You could probably bypass the extra argument problem by allowing your function to process multiple objects and return a generator:
import types
all_types = set([getattr(types, t) for t in dir(types) if t.endswith('Type')])
def func(*args):
for arg in args:
if arg in all_types:
yield getObjByType(arg)
else:
yield getObjByName(arg)
Test:
>>> getObjByName = lambda a: {'Name': a}
>>> getObjByType = lambda a: {'Type': a}
>>> list(func('IntType'))
[{'Name': 'IntType'}]
>>> list(func(types.IntType))
[{'Type': <type 'int'>}]
The built-in sum() can be used to on a list of boolean expressions. In Python, bool is a subclass of int, and in arithmetic operations, True behaves as 1, and False behaves as 0.
This means that this rather short code will test mutual exclusivity for any number of arguments:
def do_something(a=None, b=None, c=None):
if sum([a is not None, b is not None, c is not None]) != 1:
raise TypeError("specify exactly one of 'a', 'b', or 'c'")
Variations are also possible:
def do_something(a=None, b=None, c=None):
if sum([a is not None, b is not None, c is not None]) > 1:
raise TypeError("specify at most one of 'a', 'b', or 'c'")
I occasionally run into this problem as well, and it is hard to find an easily generalisable solution.

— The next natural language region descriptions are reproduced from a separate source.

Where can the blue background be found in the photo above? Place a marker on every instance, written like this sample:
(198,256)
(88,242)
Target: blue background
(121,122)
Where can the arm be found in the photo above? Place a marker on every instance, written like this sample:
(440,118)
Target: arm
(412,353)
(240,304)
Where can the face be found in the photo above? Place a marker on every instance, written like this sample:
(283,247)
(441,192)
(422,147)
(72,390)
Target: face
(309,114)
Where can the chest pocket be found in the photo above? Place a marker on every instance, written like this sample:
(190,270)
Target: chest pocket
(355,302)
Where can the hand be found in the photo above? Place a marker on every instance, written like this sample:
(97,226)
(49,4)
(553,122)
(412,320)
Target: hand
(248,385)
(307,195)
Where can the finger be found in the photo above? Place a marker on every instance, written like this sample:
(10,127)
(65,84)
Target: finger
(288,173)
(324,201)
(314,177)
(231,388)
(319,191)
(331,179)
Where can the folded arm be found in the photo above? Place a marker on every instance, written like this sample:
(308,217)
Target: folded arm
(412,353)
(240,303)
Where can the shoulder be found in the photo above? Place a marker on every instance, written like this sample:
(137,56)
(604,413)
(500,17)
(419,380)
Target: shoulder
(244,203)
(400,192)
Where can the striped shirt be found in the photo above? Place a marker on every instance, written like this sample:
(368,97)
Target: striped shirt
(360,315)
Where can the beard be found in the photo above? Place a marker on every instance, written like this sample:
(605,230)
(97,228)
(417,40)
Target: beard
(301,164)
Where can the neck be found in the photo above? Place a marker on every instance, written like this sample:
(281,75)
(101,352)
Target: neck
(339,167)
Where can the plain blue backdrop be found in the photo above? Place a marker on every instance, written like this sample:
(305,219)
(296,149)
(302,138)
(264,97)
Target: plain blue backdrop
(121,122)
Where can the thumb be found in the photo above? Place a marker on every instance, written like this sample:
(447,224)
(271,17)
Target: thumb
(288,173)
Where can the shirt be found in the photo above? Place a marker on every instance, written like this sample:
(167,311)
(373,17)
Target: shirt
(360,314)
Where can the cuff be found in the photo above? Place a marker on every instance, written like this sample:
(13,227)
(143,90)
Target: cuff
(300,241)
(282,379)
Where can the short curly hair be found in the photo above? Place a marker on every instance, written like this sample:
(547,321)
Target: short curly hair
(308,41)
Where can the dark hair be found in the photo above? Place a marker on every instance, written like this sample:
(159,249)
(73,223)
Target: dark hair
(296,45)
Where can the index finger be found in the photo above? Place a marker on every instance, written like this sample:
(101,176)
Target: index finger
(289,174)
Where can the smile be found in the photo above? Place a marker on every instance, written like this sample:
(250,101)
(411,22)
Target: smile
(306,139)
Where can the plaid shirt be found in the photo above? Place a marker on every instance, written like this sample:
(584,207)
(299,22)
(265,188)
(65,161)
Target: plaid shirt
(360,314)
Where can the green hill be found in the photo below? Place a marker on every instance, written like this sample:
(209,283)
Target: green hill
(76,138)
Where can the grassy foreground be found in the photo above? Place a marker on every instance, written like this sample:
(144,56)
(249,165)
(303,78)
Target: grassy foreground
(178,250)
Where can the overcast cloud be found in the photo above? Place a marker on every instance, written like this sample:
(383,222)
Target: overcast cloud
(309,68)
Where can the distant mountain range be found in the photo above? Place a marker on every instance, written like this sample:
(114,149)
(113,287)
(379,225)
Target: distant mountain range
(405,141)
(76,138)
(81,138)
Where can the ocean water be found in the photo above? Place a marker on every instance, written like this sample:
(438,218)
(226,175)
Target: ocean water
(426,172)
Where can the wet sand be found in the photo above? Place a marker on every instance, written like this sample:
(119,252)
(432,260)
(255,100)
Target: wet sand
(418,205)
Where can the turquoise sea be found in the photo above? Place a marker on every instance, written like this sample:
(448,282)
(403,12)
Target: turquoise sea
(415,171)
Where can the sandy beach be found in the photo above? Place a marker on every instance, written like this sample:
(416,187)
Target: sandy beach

Say I have more complex combinations of arguments that are delineated by a set of mutually exclusive arguments and want to support additional arguments for each (some of which may be required and some optional), as in the following signatures:
def func(mutex1: str, arg1: bool): ...
def func(mutex2: str): ...
def func(mutex3: int, arg1: Optional[bool] = None): ...

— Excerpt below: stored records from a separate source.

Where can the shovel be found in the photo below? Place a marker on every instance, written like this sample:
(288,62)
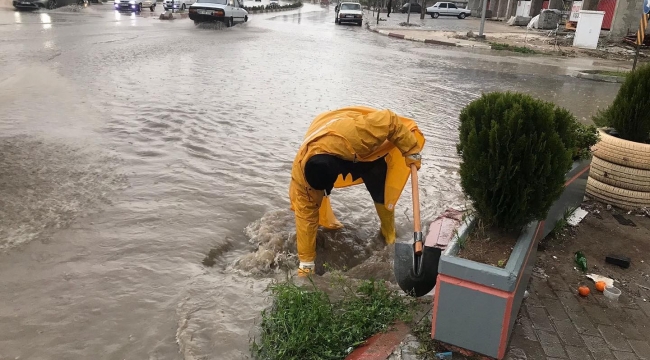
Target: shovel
(416,265)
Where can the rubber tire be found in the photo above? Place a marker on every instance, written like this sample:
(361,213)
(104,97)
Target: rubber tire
(624,199)
(622,152)
(619,176)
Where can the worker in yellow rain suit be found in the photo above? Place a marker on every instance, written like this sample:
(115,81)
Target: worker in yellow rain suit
(347,147)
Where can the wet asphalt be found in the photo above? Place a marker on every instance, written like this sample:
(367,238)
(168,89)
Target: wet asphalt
(131,146)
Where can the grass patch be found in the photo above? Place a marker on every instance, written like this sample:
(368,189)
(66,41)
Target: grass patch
(304,323)
(612,73)
(519,49)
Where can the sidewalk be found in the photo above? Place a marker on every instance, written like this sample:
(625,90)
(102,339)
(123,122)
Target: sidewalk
(452,31)
(554,322)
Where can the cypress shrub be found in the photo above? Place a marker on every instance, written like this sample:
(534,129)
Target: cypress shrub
(515,152)
(629,114)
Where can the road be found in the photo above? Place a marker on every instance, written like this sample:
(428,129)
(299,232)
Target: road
(130,147)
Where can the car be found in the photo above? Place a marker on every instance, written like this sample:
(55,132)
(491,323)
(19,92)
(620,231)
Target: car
(177,4)
(41,4)
(134,5)
(447,9)
(230,12)
(348,12)
(415,8)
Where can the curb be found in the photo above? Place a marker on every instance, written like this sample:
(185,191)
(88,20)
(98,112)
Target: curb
(380,345)
(426,41)
(272,10)
(598,77)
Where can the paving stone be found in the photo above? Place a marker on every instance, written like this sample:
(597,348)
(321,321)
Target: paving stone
(598,347)
(557,283)
(541,288)
(568,333)
(644,305)
(539,318)
(578,353)
(641,348)
(555,309)
(569,301)
(614,338)
(554,350)
(582,323)
(547,337)
(598,314)
(629,331)
(525,326)
(622,355)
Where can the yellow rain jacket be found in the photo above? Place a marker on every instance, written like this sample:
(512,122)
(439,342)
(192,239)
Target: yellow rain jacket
(353,134)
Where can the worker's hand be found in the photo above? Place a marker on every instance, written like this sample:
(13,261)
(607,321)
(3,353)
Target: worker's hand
(306,269)
(414,159)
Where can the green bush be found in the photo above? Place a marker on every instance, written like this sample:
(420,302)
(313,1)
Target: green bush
(629,114)
(515,152)
(586,136)
(304,324)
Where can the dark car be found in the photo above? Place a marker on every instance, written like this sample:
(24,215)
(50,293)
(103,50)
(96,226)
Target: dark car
(415,8)
(41,4)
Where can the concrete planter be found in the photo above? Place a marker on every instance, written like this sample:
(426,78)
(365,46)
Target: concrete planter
(476,305)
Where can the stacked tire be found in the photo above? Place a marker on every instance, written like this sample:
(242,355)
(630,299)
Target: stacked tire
(620,172)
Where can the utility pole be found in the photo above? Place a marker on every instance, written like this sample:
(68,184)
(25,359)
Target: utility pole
(408,16)
(480,31)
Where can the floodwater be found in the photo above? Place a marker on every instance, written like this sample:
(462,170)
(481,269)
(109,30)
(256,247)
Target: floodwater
(130,147)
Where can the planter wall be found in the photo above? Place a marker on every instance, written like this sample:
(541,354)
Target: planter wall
(476,305)
(620,172)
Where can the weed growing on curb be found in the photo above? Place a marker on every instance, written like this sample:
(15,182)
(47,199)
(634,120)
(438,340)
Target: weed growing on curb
(303,323)
(519,49)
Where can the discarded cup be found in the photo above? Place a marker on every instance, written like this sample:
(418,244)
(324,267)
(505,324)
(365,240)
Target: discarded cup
(612,293)
(444,356)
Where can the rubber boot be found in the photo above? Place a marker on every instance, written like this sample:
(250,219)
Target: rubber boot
(387,219)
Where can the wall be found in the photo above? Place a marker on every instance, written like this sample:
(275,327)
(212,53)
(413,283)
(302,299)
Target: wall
(626,17)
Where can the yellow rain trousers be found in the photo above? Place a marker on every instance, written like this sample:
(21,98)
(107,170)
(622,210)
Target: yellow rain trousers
(353,134)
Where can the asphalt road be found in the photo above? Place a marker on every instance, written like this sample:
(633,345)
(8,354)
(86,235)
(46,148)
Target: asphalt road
(131,146)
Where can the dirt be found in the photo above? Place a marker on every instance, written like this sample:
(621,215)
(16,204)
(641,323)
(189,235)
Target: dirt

I would use object orientation to wrap the arguments in a set of descriptors (with names depending on the business meaning of the arguments), which can then be validated by something like pydantic:
from typing import Optional
from pydantic import BaseModel, Extra
# Extra.forbid ensures validation error if superfluous arguments are provided
class BaseDescription(BaseModel, extra=Extra.forbid):
pass # Arguments common to all descriptions go here
class Description1(BaseDescription):
mutex1: str
arg1: bool
class Description2(BaseDescription):
mutex2: str
class Description3(BaseDescription):
mutex3: int
arg1: Optional[bool]
You could instantiate these descriptions with a factory:
class DescriptionFactory:
_class_map = {
'mutex1': Description1,
'mutex2': Description2,
'mutex3': Description3
}
#classmethod
def from_kwargs(cls, **kwargs) -> BaseDescription:
kwargs = {k: v for k, v in kwargs.items() if v is not None}
set_fields = kwargs.keys() & cls._class_map.keys()
try:
[set_field] = set_fields
except ValueError:
raise ValueError(f"exactly one of {list(cls._class_map.keys())} must be provided")

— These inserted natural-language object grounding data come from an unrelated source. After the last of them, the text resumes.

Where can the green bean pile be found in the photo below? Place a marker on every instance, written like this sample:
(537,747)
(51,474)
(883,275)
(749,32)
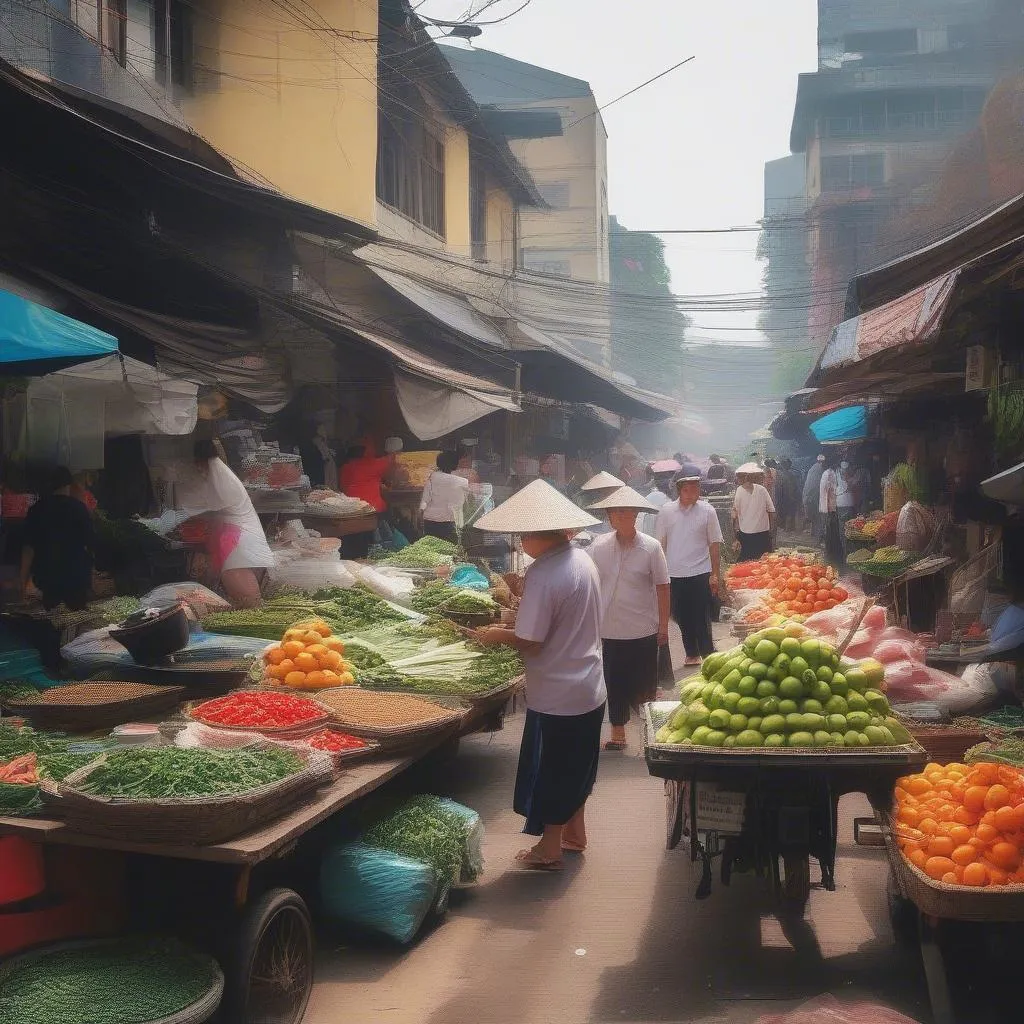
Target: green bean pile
(124,982)
(170,772)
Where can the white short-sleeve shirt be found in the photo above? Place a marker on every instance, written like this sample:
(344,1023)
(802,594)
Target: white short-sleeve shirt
(561,609)
(686,536)
(630,574)
(753,509)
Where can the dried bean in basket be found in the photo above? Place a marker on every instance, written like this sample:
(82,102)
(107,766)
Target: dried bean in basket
(382,710)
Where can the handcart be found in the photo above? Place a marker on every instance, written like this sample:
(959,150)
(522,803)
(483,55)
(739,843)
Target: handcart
(755,808)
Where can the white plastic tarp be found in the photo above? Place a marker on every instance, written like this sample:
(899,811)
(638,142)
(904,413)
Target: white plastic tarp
(433,411)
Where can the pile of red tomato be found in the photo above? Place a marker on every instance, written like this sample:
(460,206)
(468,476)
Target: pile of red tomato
(796,586)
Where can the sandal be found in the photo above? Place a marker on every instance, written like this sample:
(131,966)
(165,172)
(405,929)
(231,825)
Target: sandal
(527,860)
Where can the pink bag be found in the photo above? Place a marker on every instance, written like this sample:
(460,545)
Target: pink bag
(221,541)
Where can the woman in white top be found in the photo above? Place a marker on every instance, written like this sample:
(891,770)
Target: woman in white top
(443,496)
(753,513)
(237,544)
(635,599)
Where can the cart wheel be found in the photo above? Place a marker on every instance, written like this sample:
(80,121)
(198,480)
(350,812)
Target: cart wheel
(797,887)
(902,913)
(273,962)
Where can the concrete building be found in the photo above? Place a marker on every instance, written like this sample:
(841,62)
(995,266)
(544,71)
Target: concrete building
(568,163)
(897,86)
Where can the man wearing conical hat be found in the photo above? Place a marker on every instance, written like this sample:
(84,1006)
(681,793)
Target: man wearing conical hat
(558,633)
(635,608)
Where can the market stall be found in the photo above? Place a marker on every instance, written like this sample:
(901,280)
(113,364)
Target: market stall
(339,694)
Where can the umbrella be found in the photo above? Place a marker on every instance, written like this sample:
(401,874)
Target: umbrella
(35,340)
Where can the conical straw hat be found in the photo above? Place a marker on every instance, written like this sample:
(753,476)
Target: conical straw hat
(603,481)
(535,509)
(624,498)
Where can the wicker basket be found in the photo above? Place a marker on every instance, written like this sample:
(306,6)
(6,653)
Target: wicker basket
(198,821)
(400,736)
(939,899)
(202,1010)
(89,717)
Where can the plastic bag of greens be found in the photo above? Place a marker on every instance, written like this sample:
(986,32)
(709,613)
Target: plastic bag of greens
(472,855)
(380,891)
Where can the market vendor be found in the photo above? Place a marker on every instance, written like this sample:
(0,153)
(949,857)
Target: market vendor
(237,544)
(753,513)
(57,548)
(558,632)
(635,599)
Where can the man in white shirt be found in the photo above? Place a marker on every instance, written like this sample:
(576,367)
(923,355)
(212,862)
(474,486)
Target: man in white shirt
(443,496)
(635,599)
(753,514)
(691,537)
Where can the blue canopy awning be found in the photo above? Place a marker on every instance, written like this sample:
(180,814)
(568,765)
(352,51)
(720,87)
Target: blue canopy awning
(35,340)
(848,424)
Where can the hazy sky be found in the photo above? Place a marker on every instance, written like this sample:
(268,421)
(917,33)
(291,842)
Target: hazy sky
(689,150)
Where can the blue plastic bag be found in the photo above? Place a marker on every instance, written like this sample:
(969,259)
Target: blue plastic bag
(468,578)
(377,890)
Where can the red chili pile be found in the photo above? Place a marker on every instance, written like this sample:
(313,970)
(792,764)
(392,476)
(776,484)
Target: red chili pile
(259,710)
(335,741)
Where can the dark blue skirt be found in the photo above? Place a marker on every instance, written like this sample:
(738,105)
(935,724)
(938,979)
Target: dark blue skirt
(558,762)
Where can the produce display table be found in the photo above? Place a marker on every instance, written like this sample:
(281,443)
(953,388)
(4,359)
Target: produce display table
(770,804)
(934,902)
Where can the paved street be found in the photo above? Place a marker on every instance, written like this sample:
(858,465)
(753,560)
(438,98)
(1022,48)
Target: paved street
(617,936)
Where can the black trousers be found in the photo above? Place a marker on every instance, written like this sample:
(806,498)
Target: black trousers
(691,608)
(442,530)
(630,674)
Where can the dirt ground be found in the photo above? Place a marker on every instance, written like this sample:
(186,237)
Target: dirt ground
(619,936)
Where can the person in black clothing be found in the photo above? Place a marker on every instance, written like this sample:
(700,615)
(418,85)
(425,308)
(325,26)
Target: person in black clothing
(58,546)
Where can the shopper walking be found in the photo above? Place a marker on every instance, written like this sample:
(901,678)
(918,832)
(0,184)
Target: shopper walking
(635,599)
(753,514)
(811,497)
(558,633)
(691,537)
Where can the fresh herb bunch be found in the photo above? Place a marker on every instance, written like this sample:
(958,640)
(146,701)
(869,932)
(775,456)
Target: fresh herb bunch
(164,772)
(124,982)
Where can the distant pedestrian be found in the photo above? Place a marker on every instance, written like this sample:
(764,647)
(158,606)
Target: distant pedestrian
(635,603)
(689,531)
(812,500)
(753,514)
(828,509)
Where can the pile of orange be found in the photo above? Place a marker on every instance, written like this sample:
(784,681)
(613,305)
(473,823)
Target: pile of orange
(796,586)
(308,657)
(964,824)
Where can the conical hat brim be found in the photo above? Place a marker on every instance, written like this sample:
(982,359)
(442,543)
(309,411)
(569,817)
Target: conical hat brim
(538,508)
(603,481)
(624,498)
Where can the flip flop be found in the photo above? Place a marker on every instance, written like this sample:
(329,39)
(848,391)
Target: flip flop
(527,861)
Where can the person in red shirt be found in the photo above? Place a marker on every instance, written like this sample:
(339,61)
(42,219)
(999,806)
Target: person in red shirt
(364,474)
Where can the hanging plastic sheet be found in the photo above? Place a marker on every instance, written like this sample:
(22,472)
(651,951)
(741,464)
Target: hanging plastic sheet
(34,339)
(844,425)
(433,411)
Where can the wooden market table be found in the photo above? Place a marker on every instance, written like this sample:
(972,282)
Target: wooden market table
(260,930)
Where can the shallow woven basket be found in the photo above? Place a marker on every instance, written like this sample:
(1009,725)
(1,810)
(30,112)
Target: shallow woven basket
(398,736)
(288,732)
(939,899)
(200,1012)
(197,821)
(87,717)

return cls._class_map[set_field](**kwargs)
#classmethod
def validate_kwargs(cls, func):
def wrapped(**kwargs):
return func(cls.from_kwargs(**kwargs))
return wrapped
Then you can wrap your actual function implementation like this and use type checking to see which arguments were provided:
#DescriptionFactory.validate_kwargs
def func(desc: BaseDescription):
if isinstance(desc, Description1):
... # use desc.mutex1 and desc.arg1
elif isinstance(desc, Description2):
... # use desc.mutex2
... # etc.
and call as func(mutex1='', arg1=True), func(mutex2=''), func(mutex3=123) and so on.
This is not overall shorter code, but it performs argument validation in a very descriptive way according to your specification, raises useful pydantic errors when validation fails, and results in accurate static types in each branch of the function implementation.
Note that if you're using Python 3.10+, structural pattern matching could simplify some parts of this.